A new and more effective sex education programme called A PAUSE (Added Power and Understanding in Sex Education) takes a different approach. Based on extensive research at Exeter University’s Department of Child Health, it doesn’t just focus on the physical aspects of sex, but also addresses the emotional side. So far, around 100 schools have enrolled in this ground-breaking programme.

Social Learning Theory
The A PAUSE programme stems from a psychosocial concept called Social Learning Theory (SLT), which is that we learn behaviour most effectively by copying people we value and respect. Teachers and health professionals deliver the ‘technical’ aspect of the programme, while peers or slightly older teenagers create social norms. This allows the A PAUSE scheme to overcome one of the biggest obstacles to effective sex education – the generation gap.

It can be difficult for adults and young people to appreciate each other’s viewpoint when it comes to the emotional aspects of sex. As one teacher puts it: ‘I don’t think they should be doing it and they don’t think I should be doing it. ’

The idea for peer-led sex education initially came from similar successful programmes in the USA, where escalating teenage pregnancy rates forced sex education experts to change their approach. The ‘just say no’ approach wasn’t working on its own.

A PAUSE takes young people through the biological, emotional and practical aspects of sexual health. Early in secondary school life, teachers and health professionals teach the basic principles of human development, contraception, pregnancy and sexually transmitted infections, illustrating issues with ‘real life stories’. Pupils discuss how they would deal with certain situations and decide the best course of action.

Peer-led education
'Peers educators’ (16- to 18-year olds) undergo a 25-hour training programme, which enables them to run four classroom sessions with Year Nine students. The sessions focus on dispelling myths about sex and building self-esteem, and although a teacher or A PAUSE supervisor must be present, the peers lead the discussions without intervention.

Dr John Tripp, a consultant paediatrician who is a member of the team behind the A PAUSE programme, says that teenagers should not be pressurised into having sex. They may find it difficult to say ‘no’ without help. He says: ‘Young people should not feel pressured, and should be prepared to deal with the dangers and manage them safely.’

A typical programme may include exploring the reasons why teenagers start having sex, examining media and peer pressure, performing role play and learning assertiveness techniques.

Peer and student benefits
Antonia Smithies (19), a peer in Exeter schools, says that at first it was quite embarrassing going into a classroom to talk about sex. ‘Your confidence grows with each session. Speaking in front of all sorts of people becomes much easier, too.’

Luke Murray (17) received the A PAUSE lessons when he was a Year Nine student and was so taken with them that he decided to become a peer himself. ‘I really enjoyed the lessons. You could laugh with the peers and they spoke a language that I was familiar with.’

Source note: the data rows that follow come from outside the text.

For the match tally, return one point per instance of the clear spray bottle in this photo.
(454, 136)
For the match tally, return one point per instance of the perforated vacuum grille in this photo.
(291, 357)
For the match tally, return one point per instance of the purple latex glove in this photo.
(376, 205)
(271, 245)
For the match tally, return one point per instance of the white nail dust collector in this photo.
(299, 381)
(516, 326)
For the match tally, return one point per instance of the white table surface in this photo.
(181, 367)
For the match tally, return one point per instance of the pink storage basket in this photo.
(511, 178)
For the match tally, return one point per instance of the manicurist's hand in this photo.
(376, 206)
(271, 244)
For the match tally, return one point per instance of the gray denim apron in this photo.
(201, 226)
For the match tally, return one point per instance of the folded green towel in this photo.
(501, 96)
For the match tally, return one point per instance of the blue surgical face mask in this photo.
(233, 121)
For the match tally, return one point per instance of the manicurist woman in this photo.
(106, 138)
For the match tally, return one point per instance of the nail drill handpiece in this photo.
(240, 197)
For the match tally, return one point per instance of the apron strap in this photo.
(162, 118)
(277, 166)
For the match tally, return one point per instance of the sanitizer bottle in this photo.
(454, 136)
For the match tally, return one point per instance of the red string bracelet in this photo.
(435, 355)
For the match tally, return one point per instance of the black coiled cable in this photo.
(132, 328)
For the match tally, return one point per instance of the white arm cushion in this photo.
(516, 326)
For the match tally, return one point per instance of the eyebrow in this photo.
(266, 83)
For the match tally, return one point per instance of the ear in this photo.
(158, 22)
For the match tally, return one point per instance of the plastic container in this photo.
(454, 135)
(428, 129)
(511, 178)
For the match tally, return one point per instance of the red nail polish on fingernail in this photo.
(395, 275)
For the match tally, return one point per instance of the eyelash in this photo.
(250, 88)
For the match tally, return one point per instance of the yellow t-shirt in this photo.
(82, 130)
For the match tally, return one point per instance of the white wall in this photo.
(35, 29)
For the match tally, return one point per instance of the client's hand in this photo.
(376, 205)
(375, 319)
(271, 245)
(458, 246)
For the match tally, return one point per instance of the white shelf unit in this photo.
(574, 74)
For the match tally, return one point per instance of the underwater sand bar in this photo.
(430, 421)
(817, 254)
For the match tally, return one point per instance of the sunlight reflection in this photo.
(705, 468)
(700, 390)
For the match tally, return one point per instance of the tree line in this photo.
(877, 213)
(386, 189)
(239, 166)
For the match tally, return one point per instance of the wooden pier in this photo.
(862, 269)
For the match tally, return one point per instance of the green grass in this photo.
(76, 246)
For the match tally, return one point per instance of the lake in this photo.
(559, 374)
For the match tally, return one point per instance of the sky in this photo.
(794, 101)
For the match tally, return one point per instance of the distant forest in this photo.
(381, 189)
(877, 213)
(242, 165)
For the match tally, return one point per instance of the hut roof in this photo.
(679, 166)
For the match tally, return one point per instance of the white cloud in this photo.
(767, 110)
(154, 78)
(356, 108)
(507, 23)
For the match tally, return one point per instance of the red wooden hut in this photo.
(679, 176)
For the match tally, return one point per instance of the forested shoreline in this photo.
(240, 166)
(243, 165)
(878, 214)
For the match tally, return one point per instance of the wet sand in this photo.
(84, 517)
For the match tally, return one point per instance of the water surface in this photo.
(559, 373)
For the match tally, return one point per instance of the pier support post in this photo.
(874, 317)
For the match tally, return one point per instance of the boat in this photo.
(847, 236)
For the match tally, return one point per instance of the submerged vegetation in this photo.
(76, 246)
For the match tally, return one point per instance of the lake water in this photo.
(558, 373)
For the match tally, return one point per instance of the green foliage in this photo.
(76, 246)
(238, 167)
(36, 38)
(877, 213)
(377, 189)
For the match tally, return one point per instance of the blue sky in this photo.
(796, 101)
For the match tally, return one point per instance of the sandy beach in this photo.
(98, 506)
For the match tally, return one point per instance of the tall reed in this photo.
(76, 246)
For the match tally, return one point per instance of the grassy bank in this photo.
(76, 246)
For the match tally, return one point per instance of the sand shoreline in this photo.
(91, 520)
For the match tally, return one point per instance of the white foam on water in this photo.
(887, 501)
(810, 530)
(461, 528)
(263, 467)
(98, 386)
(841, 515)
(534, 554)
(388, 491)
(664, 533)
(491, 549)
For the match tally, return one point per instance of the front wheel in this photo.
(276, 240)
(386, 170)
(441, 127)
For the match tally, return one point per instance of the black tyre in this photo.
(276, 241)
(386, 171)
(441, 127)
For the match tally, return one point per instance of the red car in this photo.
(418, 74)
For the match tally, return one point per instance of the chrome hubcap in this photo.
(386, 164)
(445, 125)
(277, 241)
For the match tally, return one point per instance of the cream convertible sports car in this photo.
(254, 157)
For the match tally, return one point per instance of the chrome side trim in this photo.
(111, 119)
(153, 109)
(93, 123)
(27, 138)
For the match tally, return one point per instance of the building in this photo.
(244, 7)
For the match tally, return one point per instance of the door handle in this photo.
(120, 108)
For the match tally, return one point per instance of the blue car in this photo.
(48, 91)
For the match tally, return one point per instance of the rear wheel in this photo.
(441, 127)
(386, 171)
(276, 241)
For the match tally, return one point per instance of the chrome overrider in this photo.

Pupils at 16, who have taken the course, demonstrate more correct knowledge about sexual health issues, are more tolerant of the behaviour of others and are less likely to be sexually active.

Official support
The A PAUSE programme is approved by the Department for Education and Skills (DfES). While they have reservations about burdening teachers with more work, they do support the content of the programme. Geoff Brown from the DfES says, ‘Anything that engages young people, raises their awareness, delays their sexual activity, improves their life chances and keeps them in school has got to be a good thing.’

On the downside, the peers can be unreliable, the programme is time consuming for both teachers and peers, and it’s more expensive to run than the traditional approaches. However, savings to the NHS for preventing STIs and unwanted pregnancies might make up for that.

In the words of F. Hudson, author of Sex and Relationships in the Secondary School: ‘It is extremely encouraging that a programme of this calibre is available to an increasing number of school pupils. It is a model of such excellent practice that all schools should be doing something similar, with the will and finances to fund it.’